Cutting tool is an essential part of NC machining process.
The selection of appropriate tool is the key factor affecting cutting efficiency and quality.
Practice has proved that the correct selection and use of tools to improve productivity is more reasonable than the method of increasing equipment and workers, which can greatly reduce the risk of idle production capacity in the economic downturn.
What is metal cutting process?
Metal cutting is a machining method that uses cutting tools higher than the hardness of the workpiece to remove the excess metal of the workpiece.
It is one of the basic machining methods in the machinery manufacturing industry.
Its research began in the middle of the 19th century.
In 1851, Frenchman M. cochkira first measured the torque when the drill bit cut cast iron and other materials, and listed the table of power required to cut unit volume of materials;
In 1864, the Frenchman josel first studied the influence of tool geometric parameters on cutting force;
In 1870, Russian Jimei first explained the process of chip formation and put forward the view that the metal material is not only extruded but also sheared in front of the tool;
In 1896, the Russian Brix began to introduce the concept of plastic deformation into metal cutting.

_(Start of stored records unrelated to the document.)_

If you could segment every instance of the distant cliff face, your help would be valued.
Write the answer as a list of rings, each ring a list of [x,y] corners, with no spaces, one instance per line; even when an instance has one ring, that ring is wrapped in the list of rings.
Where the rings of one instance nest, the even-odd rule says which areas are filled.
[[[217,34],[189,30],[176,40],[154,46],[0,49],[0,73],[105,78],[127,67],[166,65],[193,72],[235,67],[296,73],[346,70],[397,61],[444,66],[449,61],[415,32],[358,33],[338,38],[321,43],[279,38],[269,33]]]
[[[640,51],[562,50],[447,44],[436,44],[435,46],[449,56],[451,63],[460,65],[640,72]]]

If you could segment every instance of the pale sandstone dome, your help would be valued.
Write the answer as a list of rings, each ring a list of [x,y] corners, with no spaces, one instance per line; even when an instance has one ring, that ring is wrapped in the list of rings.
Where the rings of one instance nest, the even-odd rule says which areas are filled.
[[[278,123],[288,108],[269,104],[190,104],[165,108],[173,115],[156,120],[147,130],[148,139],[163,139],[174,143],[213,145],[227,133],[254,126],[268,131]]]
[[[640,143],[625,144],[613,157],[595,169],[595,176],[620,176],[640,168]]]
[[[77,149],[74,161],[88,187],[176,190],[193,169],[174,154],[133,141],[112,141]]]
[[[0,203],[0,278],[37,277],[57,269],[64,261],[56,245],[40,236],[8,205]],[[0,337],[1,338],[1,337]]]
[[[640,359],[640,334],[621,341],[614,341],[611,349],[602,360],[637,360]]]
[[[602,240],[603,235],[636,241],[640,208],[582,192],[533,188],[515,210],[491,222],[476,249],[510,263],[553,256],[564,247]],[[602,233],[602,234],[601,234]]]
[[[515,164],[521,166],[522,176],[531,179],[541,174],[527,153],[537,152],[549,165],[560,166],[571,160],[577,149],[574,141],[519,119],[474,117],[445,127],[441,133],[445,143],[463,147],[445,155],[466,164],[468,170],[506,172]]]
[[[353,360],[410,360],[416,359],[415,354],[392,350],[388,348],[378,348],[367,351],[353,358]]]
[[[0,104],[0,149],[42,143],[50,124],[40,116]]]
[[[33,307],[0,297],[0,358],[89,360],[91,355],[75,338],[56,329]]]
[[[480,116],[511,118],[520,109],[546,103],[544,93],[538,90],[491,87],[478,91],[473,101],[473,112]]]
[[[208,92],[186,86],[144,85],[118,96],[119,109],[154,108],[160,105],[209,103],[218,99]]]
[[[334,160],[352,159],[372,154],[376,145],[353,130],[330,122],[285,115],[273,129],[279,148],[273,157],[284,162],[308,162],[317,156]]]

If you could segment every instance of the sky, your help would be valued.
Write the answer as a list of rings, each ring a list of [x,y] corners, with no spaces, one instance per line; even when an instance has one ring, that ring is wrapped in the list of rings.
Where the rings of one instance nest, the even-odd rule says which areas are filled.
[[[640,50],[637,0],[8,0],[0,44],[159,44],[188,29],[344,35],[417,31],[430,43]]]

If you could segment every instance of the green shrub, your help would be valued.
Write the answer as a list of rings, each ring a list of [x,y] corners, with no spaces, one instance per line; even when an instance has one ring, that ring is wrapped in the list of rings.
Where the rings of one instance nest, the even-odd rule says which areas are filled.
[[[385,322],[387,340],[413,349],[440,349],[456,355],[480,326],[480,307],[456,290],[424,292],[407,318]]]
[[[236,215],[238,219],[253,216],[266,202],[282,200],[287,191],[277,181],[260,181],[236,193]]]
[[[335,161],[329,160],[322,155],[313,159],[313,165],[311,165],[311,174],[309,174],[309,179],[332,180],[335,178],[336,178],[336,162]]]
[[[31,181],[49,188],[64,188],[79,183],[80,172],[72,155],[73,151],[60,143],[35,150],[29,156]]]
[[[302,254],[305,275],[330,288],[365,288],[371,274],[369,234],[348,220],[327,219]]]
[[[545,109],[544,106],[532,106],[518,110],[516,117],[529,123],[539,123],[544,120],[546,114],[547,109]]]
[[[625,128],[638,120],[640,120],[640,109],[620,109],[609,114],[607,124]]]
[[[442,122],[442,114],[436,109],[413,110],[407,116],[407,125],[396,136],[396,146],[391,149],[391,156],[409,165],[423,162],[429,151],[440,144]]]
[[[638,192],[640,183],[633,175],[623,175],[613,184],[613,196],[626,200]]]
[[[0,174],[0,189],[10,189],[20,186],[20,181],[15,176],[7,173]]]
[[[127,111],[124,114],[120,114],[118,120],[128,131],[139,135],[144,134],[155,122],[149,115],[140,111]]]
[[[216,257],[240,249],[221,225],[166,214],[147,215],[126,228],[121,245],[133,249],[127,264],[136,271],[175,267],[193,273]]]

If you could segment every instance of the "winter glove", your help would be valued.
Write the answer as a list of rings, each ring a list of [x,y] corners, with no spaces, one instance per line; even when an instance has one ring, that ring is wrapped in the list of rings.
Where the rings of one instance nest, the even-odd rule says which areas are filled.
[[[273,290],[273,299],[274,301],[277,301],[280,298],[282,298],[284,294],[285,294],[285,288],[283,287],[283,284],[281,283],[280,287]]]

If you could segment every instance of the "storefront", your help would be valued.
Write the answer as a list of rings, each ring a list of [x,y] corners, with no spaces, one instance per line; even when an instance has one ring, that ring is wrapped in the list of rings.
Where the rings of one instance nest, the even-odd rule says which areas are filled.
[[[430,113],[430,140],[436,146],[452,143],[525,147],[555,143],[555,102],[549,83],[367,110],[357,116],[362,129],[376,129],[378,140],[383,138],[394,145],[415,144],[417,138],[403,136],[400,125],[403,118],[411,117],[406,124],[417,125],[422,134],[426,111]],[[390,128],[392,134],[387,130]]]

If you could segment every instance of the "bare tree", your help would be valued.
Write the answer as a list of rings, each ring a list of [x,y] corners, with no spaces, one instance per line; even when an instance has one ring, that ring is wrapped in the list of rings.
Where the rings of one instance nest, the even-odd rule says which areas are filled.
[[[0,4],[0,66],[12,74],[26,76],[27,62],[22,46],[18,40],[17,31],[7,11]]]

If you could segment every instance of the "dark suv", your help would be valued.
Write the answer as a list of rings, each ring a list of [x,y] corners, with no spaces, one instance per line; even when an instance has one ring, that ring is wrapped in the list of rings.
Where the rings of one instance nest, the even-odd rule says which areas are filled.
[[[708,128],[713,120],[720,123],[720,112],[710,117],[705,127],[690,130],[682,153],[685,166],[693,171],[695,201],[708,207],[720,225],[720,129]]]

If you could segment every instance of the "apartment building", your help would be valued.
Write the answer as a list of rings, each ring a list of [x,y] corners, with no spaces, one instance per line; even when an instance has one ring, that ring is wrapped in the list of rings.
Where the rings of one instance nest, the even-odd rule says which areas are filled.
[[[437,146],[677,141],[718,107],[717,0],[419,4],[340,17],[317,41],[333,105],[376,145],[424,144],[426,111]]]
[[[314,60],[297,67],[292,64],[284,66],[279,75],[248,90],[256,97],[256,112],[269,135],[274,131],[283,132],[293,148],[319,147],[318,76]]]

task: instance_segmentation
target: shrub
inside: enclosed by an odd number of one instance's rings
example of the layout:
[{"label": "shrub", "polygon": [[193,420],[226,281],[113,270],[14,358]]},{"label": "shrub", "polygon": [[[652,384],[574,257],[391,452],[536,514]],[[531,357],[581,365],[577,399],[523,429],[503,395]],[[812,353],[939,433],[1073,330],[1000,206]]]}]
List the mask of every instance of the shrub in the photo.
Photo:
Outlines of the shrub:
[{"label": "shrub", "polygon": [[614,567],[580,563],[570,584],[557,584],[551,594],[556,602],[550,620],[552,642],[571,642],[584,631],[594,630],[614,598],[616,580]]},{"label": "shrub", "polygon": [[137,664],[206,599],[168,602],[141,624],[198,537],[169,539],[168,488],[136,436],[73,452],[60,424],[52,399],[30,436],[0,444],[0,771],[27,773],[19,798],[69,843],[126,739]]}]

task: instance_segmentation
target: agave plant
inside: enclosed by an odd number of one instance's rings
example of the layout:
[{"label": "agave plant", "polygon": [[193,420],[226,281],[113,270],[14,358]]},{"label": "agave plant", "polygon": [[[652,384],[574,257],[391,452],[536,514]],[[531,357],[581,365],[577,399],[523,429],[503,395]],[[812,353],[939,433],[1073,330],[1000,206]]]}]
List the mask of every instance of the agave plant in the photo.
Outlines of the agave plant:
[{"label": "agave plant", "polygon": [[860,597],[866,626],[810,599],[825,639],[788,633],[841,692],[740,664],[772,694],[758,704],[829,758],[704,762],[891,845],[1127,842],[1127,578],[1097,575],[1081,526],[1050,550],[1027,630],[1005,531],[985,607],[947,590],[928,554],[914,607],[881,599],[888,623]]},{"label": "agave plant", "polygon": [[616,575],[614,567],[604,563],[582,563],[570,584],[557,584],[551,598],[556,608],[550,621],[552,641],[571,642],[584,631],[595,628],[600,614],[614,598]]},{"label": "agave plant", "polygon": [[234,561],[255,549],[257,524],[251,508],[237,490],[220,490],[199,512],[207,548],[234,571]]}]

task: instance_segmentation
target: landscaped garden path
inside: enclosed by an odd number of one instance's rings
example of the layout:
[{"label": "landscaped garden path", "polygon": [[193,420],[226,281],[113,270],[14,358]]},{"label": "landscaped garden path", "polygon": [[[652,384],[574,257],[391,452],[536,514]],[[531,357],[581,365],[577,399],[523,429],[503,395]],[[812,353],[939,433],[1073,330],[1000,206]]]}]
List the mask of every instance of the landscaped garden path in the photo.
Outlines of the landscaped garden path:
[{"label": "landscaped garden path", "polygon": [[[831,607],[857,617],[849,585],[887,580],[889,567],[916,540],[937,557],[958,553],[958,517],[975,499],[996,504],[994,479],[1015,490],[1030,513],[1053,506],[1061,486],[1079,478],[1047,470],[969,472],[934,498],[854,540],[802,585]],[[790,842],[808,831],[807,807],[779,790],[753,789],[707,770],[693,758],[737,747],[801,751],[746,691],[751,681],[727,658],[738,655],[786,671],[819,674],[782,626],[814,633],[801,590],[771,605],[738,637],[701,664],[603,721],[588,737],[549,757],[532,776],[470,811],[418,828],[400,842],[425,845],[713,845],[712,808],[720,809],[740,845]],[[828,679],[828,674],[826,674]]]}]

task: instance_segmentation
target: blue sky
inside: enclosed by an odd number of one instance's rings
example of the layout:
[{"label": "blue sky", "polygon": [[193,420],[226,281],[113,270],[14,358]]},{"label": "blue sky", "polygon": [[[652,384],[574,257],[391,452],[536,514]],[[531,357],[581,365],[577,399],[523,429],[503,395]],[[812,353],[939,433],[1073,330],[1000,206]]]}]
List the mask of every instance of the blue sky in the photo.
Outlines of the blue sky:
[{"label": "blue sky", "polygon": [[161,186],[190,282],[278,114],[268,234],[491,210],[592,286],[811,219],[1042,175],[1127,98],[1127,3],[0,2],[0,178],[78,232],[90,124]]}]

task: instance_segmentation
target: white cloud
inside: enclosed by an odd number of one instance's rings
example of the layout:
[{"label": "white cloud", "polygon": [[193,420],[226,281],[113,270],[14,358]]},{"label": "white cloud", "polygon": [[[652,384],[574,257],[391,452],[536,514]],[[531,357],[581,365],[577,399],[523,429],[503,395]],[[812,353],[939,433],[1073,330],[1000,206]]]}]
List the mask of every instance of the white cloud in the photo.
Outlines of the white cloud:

So far, there is a more complete explanation of chip formation in the cutting process.
With the rapid development of science and technology, some advanced machining technologies have emerged one after another, such as precision casting, cold rolling technology, EDM and ECM technology, which can partially replace cutting.
However, because metal cutting has the advantages of high machining precision, high production efficiency and low machining cost, most parts must be realized by machining, especially the machining of high-precision metal parts.
Therefore, at present, metal cutting is still the main method of machining, accounting for about 40% ~ 60% of the total manufacturing workload in general production.
The process of metal cutting is that the tool cuts off the excess metal from the workpiece to make the workpiece obtain the specified machining accuracy and surface quality.
Taking turning as an example (see Fig. 1-1), cutting must meet three conditions:
(1) There is relative motion between the tool and the workpiece.
(2) The cutter has appropriate geometric parameters – geometric angle.
(3) The cutting tool material has certain cutting performance.
Fig. 1-1 turning motion and surface on workpiece
（1） Machined surface on workpiece
1. Surface to be processed
The workpiece surface to be cut off when the surface to be processed.
2. Machined surfaces
The machined surface is the surface of the workpiece with excess metal removed after machining.
3. Transition surface (also known as machining surface)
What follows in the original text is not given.